Rien qu’au petit Français, combien dois-tu ? Je sais tout, je sais tout.
– Mais,
chère tante... commença le général tout confus. Mais... je suis étonné... Il me
semble que je n’ai pas de contrôle à subir... et d’ailleurs mes dépenses ne
dépassent pas mes moyens.
– Vraiment ?
Mais tu as volé jusqu’à tes enfants, toi, leur tuteur !
– Après de
telles paroles... commença le général indigné, je ne sais vraiment plus...
– En effet,
tu ne dois guère savoir que dire. Tu ne quittes pas la roulette, n’est-ce pas ?
On t’a mis à sec ?
Le général était
si ému que la respiration allait lui manquer.
– À la
roulette ! moi ! avec mon grade ! Moi ! Mais vous êtes sans
doute encore malade, ma tante. Revenez donc à vous !
– Comédie !
comédie ! Je suis sûre qu’on ne peut pas t’arracher de la roulette. Je
veux voir, moi aussi, ce que c’est que cette roulette, et dès aujourd’hui.
Voyons, Praskovia, raconte-moi ce qu’il y a à voir, et toi aussi, Alexis
Ivanovitch.

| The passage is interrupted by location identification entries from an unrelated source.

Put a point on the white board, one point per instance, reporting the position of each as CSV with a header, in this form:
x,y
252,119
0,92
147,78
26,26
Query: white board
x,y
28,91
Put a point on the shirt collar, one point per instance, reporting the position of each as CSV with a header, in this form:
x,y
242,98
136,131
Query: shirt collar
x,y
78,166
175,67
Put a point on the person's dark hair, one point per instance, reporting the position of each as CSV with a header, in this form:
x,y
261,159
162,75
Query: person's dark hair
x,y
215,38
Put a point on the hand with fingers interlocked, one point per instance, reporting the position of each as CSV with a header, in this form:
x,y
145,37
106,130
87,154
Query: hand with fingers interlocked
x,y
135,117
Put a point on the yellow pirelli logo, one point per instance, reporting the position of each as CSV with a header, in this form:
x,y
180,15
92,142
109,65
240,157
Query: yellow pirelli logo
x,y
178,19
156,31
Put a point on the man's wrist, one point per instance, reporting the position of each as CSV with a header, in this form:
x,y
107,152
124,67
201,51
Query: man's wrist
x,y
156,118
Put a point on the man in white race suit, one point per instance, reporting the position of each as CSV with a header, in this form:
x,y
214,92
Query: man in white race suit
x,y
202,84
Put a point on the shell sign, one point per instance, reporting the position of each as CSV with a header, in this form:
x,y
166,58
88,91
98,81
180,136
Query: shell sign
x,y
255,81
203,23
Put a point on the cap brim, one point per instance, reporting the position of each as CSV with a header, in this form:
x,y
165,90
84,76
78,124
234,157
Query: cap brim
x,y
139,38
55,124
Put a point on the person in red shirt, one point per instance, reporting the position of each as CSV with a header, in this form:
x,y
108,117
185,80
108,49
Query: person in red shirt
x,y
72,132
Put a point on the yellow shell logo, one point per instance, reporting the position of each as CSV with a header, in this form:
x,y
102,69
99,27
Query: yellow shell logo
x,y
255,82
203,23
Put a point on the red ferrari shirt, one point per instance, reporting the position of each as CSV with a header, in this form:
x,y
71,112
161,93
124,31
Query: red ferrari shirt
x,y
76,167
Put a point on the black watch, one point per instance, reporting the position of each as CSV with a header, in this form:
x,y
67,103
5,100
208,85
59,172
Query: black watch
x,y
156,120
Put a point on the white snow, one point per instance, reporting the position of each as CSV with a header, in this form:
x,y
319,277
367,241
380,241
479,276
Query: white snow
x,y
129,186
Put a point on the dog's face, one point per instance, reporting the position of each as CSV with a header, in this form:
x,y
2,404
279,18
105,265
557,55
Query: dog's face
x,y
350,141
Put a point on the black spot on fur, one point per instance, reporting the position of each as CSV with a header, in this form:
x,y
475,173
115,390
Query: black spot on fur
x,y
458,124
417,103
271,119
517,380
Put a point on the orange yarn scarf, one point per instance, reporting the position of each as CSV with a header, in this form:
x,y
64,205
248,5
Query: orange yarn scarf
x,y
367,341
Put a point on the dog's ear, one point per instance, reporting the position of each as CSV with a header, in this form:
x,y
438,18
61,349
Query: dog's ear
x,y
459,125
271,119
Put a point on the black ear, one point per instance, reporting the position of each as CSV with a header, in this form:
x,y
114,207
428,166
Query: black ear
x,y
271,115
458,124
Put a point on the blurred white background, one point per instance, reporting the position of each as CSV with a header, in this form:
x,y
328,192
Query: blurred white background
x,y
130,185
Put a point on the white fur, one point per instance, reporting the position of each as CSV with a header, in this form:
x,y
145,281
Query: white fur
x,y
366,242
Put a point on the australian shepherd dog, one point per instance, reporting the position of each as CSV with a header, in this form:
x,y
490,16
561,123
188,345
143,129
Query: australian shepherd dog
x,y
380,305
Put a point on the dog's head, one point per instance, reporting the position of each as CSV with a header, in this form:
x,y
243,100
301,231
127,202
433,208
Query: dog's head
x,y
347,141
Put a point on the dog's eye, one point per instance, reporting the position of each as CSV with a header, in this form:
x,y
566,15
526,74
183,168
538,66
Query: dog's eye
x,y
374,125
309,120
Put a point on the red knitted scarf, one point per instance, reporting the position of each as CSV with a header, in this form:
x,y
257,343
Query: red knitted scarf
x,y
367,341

Et toi, Potapitch, note bien tous les endroits où il faut aller.
– Il y a,
tout près d’ici, les ruines d’un château, répondit Paulina, puis il y a le
Schlagenberg.
– Qu’est-ce
que c’est, ce Schlagenberg ? Une forêt ?
– Non, une
montagne.
À ce moment,
Fédossia vint présenter à la babouschka les enfants du général.
– Oh !
pas d’embrassades ! Tous les enfants ont la morve au nez ! Et toi,
Fédossia, que deviens-tu ?
– Mais je
suis très heureuse ici, ma petite mère Antonida Vassilievna, répondit Fédossia.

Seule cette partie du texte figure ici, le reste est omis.